Farmers are often unable to distinguish the symptoms of pesticide poisoning from other health problems. Regular medical checkups and blood tests should be carried out for those who handle toxic pesticides. Also, farmers should be encouraged to switch to lower-hazard pesticides and use protective gear to reduce individual health risks.

Even when individual farmers are careful, pervasive contamination from others’ pesticide use and persistent pesticide residues in local water, air and soil may pose significant health risks.

Quite obviously, there are large information gaps in the supply chain of pesticide use. Farmers identified pesticide traders as one of their main sources of information. However, 54 per cent of traders themselves reported frequent health symptoms commonly associated with acute pesticide poisoning and 92 per cent freely admitted that they did not take any protective measures while handling pesticides.

Local agricultural pollution also has global effects. For example, toxic compounds from pesticides accumulate in oceanic food chains. Even the tissues of land mammals in ‘pristine’ Polar Regions now contain significant toxic accumulations. Chemically polluted runoff from fields has contaminated surface and ground water, damaged fisheries, and destroyed freshwater ecosystems. It has also created growing “dead zones” in parts of oceans close to river mouths that drain agricultural regions.

Integrated pest management (IPM) comprises a range of approaches, from carefully targeted use of chemical pesticides to biological techniques that use natural parasites and predators to control pests. The productivity of IPM rice farming is not significantly different from the productivity of conventional farming. Since IPM reduces pesticide costs with no accompanying loss in production, it seems to be more profitable than conventional rice farming.

Again, collective adoption of these methods is a must.

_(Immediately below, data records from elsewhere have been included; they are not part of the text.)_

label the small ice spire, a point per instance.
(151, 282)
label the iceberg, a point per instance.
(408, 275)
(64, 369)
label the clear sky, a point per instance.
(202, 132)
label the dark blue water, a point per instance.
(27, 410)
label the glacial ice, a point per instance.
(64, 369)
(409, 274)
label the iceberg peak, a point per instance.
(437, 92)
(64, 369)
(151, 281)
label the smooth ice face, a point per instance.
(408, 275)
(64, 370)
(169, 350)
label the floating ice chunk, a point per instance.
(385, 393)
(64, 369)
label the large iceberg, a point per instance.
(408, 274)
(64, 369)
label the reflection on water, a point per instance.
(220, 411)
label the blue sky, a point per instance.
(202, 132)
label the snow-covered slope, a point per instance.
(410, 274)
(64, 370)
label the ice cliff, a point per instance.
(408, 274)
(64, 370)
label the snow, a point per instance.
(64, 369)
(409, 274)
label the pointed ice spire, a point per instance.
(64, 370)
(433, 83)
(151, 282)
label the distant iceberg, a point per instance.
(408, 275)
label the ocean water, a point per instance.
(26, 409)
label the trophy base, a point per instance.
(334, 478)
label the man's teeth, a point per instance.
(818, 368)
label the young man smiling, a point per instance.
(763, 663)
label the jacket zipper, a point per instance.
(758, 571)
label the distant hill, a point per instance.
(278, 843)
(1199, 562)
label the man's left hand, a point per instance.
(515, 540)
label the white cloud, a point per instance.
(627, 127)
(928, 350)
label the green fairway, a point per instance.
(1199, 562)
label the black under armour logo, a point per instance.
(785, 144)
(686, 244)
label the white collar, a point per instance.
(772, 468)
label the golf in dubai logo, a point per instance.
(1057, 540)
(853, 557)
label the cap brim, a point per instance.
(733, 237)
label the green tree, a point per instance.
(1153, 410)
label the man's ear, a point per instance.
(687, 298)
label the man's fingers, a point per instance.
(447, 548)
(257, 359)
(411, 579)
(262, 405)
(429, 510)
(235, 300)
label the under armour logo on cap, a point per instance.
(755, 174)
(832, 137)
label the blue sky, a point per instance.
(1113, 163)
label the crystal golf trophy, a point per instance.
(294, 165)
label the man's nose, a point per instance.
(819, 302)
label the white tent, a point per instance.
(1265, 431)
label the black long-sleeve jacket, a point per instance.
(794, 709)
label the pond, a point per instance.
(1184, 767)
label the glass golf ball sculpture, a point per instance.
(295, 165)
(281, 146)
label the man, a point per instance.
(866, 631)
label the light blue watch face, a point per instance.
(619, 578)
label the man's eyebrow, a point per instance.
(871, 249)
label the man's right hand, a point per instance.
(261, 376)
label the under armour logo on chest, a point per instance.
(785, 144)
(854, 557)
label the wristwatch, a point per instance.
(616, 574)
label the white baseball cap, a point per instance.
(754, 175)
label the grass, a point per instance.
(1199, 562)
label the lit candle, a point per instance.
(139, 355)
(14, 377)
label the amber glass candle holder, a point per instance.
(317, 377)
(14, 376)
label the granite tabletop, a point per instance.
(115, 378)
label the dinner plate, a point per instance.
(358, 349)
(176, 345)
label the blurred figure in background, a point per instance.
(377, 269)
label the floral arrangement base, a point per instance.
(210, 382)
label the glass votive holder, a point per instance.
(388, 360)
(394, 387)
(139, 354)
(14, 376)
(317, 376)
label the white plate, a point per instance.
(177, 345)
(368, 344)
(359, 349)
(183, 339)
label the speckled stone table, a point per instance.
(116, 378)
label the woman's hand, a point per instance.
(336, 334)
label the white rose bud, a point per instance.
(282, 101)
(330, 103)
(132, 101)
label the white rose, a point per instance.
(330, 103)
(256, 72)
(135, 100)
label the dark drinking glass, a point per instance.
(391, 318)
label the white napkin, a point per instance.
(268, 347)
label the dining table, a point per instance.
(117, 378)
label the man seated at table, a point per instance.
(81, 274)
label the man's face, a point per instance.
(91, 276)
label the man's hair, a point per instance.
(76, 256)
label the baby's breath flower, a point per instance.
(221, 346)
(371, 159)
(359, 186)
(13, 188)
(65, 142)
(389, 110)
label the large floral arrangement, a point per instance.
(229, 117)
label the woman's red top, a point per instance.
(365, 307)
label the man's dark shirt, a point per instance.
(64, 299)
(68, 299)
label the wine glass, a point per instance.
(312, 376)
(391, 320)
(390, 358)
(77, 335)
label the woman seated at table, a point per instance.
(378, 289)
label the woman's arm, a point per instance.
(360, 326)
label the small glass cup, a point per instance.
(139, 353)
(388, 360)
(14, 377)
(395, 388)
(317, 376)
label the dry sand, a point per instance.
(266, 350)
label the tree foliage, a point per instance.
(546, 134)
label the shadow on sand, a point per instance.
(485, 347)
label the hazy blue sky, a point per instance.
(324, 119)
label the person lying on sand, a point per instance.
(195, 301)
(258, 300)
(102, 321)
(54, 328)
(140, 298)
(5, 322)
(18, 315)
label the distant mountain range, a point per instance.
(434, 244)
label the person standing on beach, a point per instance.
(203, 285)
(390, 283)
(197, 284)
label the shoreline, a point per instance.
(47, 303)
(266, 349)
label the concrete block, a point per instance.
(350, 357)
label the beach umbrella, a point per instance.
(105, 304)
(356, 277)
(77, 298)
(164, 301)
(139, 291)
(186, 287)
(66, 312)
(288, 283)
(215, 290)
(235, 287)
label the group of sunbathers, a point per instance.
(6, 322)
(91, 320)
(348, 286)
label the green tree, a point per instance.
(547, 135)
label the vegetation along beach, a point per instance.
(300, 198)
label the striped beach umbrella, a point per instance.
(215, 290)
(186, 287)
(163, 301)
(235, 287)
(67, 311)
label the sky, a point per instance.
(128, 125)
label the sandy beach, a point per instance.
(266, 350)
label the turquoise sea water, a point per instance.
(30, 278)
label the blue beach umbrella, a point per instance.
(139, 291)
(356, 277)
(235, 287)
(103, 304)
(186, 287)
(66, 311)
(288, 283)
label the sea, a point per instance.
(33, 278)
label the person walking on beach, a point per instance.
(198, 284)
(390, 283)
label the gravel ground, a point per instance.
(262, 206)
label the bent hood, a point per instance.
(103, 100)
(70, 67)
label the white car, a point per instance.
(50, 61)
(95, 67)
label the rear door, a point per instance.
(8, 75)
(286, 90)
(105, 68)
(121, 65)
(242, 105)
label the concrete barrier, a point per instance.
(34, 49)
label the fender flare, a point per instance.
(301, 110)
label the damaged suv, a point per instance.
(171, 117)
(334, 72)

Neighbour’s continued reliance on chemicals to kill pests will also kill helpful parasites and predators, as well as exposing IPM farmers and local ecosystems to chemical spillovers from adjoining fields.

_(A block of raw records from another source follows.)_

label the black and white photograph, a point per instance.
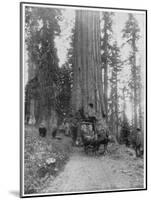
(83, 99)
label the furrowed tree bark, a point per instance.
(87, 81)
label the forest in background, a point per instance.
(91, 73)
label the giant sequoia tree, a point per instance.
(131, 33)
(41, 28)
(87, 69)
(106, 36)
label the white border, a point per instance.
(23, 67)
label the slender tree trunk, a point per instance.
(87, 83)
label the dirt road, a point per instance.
(90, 173)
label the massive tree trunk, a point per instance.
(87, 83)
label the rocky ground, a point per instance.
(77, 171)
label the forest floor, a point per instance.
(118, 170)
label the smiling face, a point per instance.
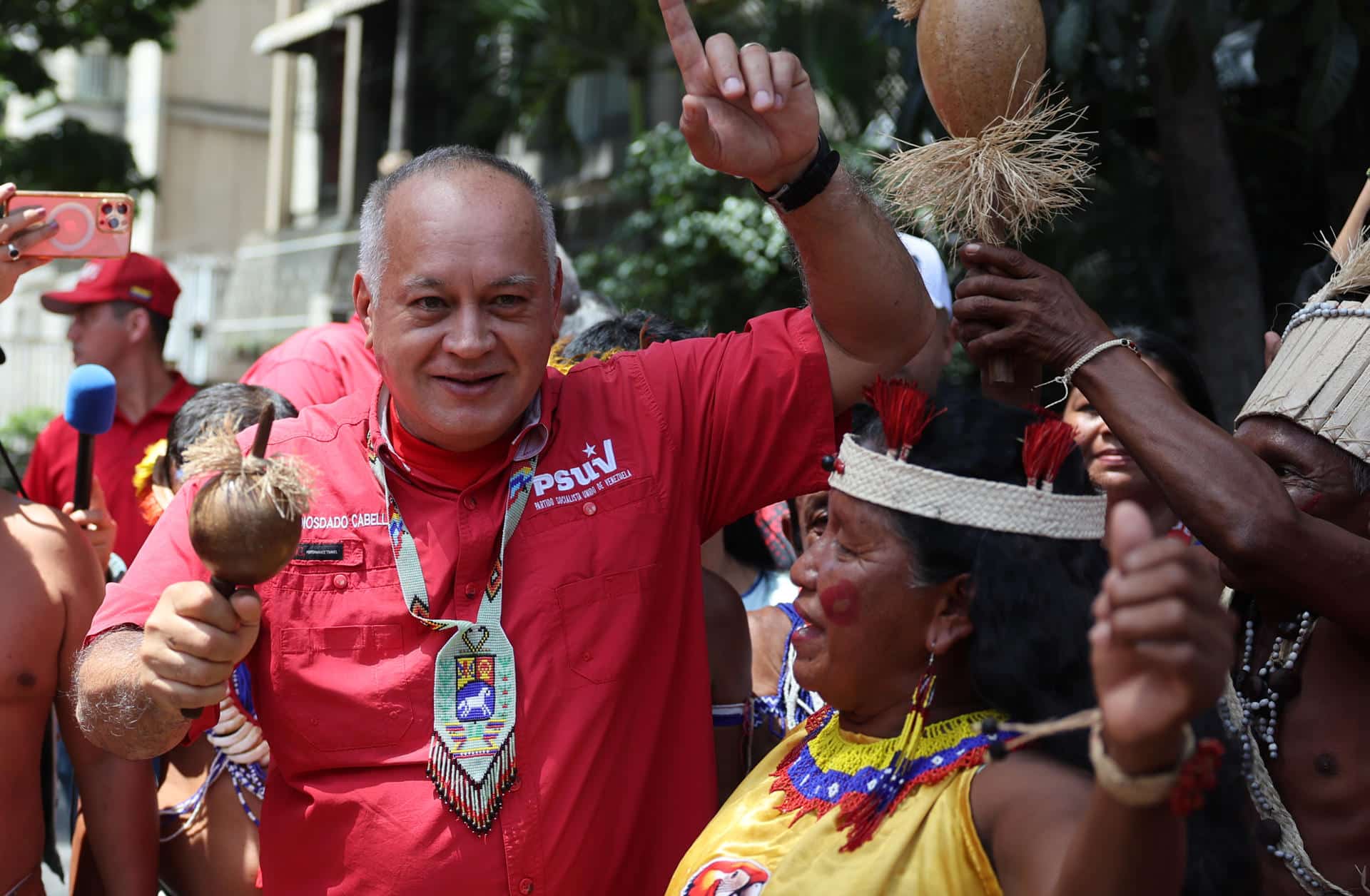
(1314, 472)
(869, 629)
(1112, 469)
(465, 315)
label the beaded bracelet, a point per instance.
(1070, 372)
(1135, 790)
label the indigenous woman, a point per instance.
(1112, 467)
(213, 790)
(950, 592)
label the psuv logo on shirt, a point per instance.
(576, 484)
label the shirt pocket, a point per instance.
(602, 620)
(344, 686)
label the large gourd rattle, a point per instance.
(1011, 162)
(245, 521)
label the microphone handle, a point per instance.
(86, 461)
(226, 589)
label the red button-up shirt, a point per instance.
(641, 457)
(51, 477)
(318, 365)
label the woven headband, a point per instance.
(965, 502)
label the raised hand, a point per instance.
(1162, 644)
(1023, 309)
(749, 113)
(19, 229)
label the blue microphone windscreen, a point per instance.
(91, 399)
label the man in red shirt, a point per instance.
(120, 311)
(584, 633)
(323, 363)
(318, 365)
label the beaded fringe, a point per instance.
(477, 803)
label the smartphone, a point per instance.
(89, 225)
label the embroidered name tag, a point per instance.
(320, 551)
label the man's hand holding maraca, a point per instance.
(192, 641)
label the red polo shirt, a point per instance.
(641, 458)
(51, 477)
(318, 365)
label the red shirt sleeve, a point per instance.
(749, 414)
(166, 558)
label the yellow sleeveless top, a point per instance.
(926, 844)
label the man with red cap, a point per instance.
(121, 310)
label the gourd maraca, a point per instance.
(1011, 162)
(245, 521)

The herbicide usage in Pakistan is increasing rapidly creating severity of the problem. Allelopathy is an environment-friendly science which has emerged rapidly during the past two decades.

Allelopathy is a biological phenomenon by which an organism produces one or more – bio-chemicals – that influence the growth, survival, and reproduction of other organisms. It has different applications in sustainable agricultural systems.

A group of researchers is working at the Department to Agronomy, University of Agriculture, Faisalabad, to figure out the possibilities of developing a technique for reducing herbicide usage. The crop water extracts foliar sprays have shown weed suppression by 40-50 per cent and significantly improved yield of wheat, maize, canola, cotton, and mungbean, with relatively little cost as compared to herbicides. Moreover, it has been observed that crop water extracts combined with lower doses of herbicides gave effective and economical weed control.

Keeping in view above considerations, there is an urgent need to actively promote safer pesticide use and hygienic practices among people who handle these chemicals.

The policymakers should design effective, targeted outreach programmes that address pesticide risk, safe handling, and protection. The approach should ideally be participatory, to address the most dangerous information gaps.

An important observation is that specific crops and geographic locations experience more overuse than others. Therefore for the most measurable results, interventions should focus on these crops and regions.

It should be the concern of environmental scientists to assemble and analyse detailed survey data on the risk perceptions of pesticide users, their pesticide-handling behaviour, and the effects of pesticides on their health.

There is a need to figure out hands-on methodology to identify toxic hotspots even in the absence of detailed information on pesticide use.

In addition, it should analyse the potential adoption of safer production methods.

To establish testing facilities of pesticide residue determinations in all the four provinces for water, soil, plants, aquatic life, and in biological fluids of the field workers can be a milestone towards the solution.